マッキー先輩って誰だ。悪いが憶えているのは及川兄と岩泉とずっと死んでた奴だけだぞ。
「まぁ誰でもいいけど」黒尾がそう言いながらあかりの両肩を掴む。割と深刻そうな顔をする黒尾だが思ってることは多分、いや絶対くだらない事だ。

「ちゃんと帰ってこいよ」
「は、い…?」
「いいか、徹が引き留めようとも必ず東京に帰ってくるんだぞ」
「?」
「徹絶対駄々こねてでもあかりちゃん引き留めるから」

だろうな。と心の中で同意した。きっと今度のあかりの帰省で及川兄の化けの皮が剥がれるだろう。あかりは一体どういう反応を示すのだろう。少し遠い目をしてしまった。
「いいか、徹の友人にもあまり近づくなよ。岩泉は良いけど後の奴は全員狼だからな。隙見せちゃ駄目だからな。徹の兄妹仲直り計画には賛同したけど、そうたやすくあかりちゃん他の奴にやらねーからな。こっちには候補がいるんだからな」黙れ黒尾。あっちこっち五月蠅い奴ばっかか。なんでこう、主将は変なやつばかりなのだろうか。岩泉が主将やればよかったと本当に思う。本当に。


「友人にも、久しぶりに会ってきます。会えるか分かりませんが」
「会えるか分からないって、連絡先は」
「知らないです。中学じゃあまだ携帯電話なんて持っていませんでしたし。連絡取りあう仲かと聞かれたら否定です」
「どんな友人だ…」

ん?あかりちゃんの友人…?と黒尾が何故か首を傾げていた。なんか引っかかる所あったか?どうした、と口を開く前にチャイムが鳴った。

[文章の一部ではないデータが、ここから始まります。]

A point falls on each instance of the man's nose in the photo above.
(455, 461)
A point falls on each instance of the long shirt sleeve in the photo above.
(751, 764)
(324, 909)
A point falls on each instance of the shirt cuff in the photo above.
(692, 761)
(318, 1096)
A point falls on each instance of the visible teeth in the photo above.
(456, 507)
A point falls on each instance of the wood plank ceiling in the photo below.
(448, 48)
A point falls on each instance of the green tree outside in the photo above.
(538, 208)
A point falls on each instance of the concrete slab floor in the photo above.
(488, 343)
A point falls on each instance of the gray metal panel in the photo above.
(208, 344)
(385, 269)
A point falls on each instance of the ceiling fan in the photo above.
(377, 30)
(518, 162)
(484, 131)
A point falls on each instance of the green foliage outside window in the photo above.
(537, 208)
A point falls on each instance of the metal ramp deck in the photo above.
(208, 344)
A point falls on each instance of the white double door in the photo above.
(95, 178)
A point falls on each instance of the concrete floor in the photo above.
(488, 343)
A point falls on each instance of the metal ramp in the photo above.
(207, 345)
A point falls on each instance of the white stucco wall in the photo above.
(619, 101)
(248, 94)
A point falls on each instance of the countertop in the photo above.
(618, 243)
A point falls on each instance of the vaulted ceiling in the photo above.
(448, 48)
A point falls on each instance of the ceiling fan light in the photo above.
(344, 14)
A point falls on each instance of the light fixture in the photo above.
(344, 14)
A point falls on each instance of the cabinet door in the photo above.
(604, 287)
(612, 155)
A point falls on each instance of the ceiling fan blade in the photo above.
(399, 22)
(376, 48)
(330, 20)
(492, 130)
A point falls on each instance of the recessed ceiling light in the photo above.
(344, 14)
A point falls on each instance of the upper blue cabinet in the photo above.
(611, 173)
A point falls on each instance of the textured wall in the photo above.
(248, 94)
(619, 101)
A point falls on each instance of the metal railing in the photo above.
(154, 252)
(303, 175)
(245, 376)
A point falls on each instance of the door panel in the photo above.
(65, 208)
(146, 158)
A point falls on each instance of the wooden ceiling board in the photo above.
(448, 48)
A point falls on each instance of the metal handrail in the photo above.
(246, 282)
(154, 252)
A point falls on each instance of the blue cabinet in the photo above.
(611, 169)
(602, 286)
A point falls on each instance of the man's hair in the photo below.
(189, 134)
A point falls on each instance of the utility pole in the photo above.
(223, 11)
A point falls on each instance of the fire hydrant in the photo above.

「あ、教室戻らないと。それじゃあ夜久先輩、また放課後」
「ん、またな」
「ちょいとあかりちゃん、黒尾先輩無視しないでください」
「さようなら」

パタパタと走るあかりの背中を見送る。「なぁ」と黒尾が小さく声を出す。


「あかりちゃん反抗期なのか?」
「お前だけにな」
「俺とあかりちゃんの仲直り計画、付き合ってくんない?」
「断る」

さっさと授業の準備すんぞ、と俺達は教室へ戻った。




◇ ◆ ◇



授業が終わり、俺と黒尾は部室へ向かう。「そういえば」と黒尾が思い出したように声を出した。

「あかりちゃんの友人って」
「なんだよ」
「徹、あかりに友達なんていないなんて言ってたから気になってよ」
「…一人くらいいただろ、友達くらい」
「徹が把握できてないあかりの友達?」

なんかそう言われると居ないような気がしてきた。及川兄が把握できていないあかりの人間関係とか、妙な説得力がある。悲しいけど。「変な虫が付くような場面であいつ絶対黙ってないし、すごくムカつくけど女子には人気な訳だから、あかりちゃんと友人になってあわよくば徹とお近づきに…的な事狙ってる奴居ると思うんだよな。でも徹が「友人が居ない」って断言した」なんの分析してるんだコイツ。

「でも、徹が把握していなかった人間関係が」
「なんだよ」
「世界ユースのウシワカ。あかりちゃんと知り合いらしいんだよな」

多分確定で。という黒尾に「え」と声が漏れた。